Боже мой. Я говорил тому или этому молодому англичанину, с которыми я гулял или ходил в кино после утомительных лекций: Если вы хотите пребывать в истинном духе философии, то не будьте философами. А как же вы сами, профессор? — спрашивали меня. Я уже один раз оставил философию, говорил я им, и снова оставлю ее, когда почувствую, что она меня убивает, это была ошибка — возвращаться к философии, говорил я им. Если ты философ по профессии, то оставь ее и работай руками. Стань плотником, медицинской сестрой, лоточником. Кем-нибудь простым и реальным в этом реальном мире, человеком, который соответствует миру, такому, каков он есть. Если ты влюблен, говорил я тому или другому молодому англичанину, и я хочу сказать, кстати, что, как выяснилось, нет более очаровательных молодых людей, чем англичане с их умением краснеть, с их сдержанностью, с их способностью к самообладанию, боже, какое они очарование, постоянное, почти мучительное очарование… Но если ты влюблен, говорил я им, одному или двоим, которые действительно были привязаны ко мне, то надо расстаться с предметом любви, потому что любовь может существовать только в разлуке, только в отрицании плоти утверждается любовь, ибо в противном случае ей нельзя доверять и считать безусловной.
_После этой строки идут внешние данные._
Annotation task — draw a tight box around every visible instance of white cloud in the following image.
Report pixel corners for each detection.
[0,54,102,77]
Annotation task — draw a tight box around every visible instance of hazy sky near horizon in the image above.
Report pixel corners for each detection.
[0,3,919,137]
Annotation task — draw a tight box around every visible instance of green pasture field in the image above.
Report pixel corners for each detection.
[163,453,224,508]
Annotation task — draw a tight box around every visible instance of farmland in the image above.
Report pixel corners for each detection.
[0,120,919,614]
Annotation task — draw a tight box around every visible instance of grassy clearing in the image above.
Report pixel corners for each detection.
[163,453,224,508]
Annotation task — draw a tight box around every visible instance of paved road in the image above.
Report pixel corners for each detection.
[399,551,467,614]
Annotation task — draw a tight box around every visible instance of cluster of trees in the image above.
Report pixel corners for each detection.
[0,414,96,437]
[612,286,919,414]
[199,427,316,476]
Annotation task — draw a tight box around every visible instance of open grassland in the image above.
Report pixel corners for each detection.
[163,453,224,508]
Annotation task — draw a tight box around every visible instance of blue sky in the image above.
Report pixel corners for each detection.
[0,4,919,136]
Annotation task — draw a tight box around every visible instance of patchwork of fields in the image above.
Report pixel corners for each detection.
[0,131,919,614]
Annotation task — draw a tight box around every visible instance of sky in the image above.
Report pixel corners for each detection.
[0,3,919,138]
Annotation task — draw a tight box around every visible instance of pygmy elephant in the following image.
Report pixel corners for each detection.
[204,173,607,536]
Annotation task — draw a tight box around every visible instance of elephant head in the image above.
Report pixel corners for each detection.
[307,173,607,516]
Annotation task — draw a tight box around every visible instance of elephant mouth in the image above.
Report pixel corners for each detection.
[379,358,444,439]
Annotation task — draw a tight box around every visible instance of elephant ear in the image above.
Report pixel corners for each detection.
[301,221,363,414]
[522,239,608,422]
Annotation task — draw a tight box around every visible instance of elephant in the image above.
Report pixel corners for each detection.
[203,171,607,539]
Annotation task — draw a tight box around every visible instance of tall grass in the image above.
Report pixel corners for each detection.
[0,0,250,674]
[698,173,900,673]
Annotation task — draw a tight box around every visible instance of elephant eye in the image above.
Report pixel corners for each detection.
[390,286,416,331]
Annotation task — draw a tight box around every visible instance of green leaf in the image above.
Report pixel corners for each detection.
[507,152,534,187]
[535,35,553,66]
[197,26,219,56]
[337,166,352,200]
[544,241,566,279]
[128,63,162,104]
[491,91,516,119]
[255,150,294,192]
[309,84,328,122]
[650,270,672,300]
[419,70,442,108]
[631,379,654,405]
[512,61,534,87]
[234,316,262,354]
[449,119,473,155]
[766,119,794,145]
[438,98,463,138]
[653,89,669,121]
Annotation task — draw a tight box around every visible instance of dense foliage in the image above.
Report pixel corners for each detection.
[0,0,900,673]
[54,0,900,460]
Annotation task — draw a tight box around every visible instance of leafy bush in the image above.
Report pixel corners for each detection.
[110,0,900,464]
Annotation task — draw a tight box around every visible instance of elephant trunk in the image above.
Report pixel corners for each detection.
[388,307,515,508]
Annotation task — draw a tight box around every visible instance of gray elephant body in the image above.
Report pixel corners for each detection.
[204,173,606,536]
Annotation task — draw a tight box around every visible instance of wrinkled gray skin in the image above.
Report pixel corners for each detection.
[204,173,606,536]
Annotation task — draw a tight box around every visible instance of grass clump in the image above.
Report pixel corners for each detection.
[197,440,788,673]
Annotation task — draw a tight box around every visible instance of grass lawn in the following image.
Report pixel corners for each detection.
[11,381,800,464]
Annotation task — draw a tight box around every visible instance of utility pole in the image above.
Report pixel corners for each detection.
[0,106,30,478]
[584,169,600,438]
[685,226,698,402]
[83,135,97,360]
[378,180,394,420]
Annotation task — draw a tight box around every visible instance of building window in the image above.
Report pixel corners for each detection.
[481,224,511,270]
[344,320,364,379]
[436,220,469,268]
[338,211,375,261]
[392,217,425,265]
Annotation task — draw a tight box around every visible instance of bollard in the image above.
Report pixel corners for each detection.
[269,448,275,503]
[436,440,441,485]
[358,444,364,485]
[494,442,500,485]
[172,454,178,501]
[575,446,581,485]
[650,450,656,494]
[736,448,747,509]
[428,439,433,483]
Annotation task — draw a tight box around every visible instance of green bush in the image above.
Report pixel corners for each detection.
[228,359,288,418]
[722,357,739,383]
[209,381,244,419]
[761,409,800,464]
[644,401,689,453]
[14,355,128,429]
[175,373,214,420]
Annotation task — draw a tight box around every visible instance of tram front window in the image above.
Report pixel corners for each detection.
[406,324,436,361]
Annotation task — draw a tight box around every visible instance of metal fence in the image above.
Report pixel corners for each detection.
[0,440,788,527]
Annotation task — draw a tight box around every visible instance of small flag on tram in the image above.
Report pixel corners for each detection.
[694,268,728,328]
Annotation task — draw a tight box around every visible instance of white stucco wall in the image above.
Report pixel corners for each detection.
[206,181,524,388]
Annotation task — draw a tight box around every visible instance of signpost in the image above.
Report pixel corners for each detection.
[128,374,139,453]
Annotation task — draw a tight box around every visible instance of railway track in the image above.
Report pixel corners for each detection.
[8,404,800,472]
Если же любовь обусловлена, то это не любовь. Это истина, которой я придерживался, пока у меня были силы. Всякая цивилизация в своем развитии предназначена лишь для того, чтобы пачкать наши души. Вы должны проклясть все ценности общества, если хотите жить, как люди. Богатство — это смертельное обусловливание. Если вы богаты так, как был богат я — а я был сказочно богат, — откажитесь от своего состояния, как это сделал я. Если вы любите, позаботьтесь о своей возлюбленной, оставив ее, как это сделал я. Если вы ученый-философ, то оставьте эту науку и живите в простоте, как это делал я. Если вы одержимы мышлением и языками, то ходите, как я, в кино, окунайтесь в зрительные образы, в свет и тени, наслаждайтесь пейзажами и красивыми лицами, пусть перед вашими глазами мерцают пиктограммы, они — противоположность языка в том, что не предлагают создавать аналог мира в грамматических терминах, им не надо картировать мир предложениями, они просто здесь, представляют мир без усилий, исходя из него и принадлежа ему.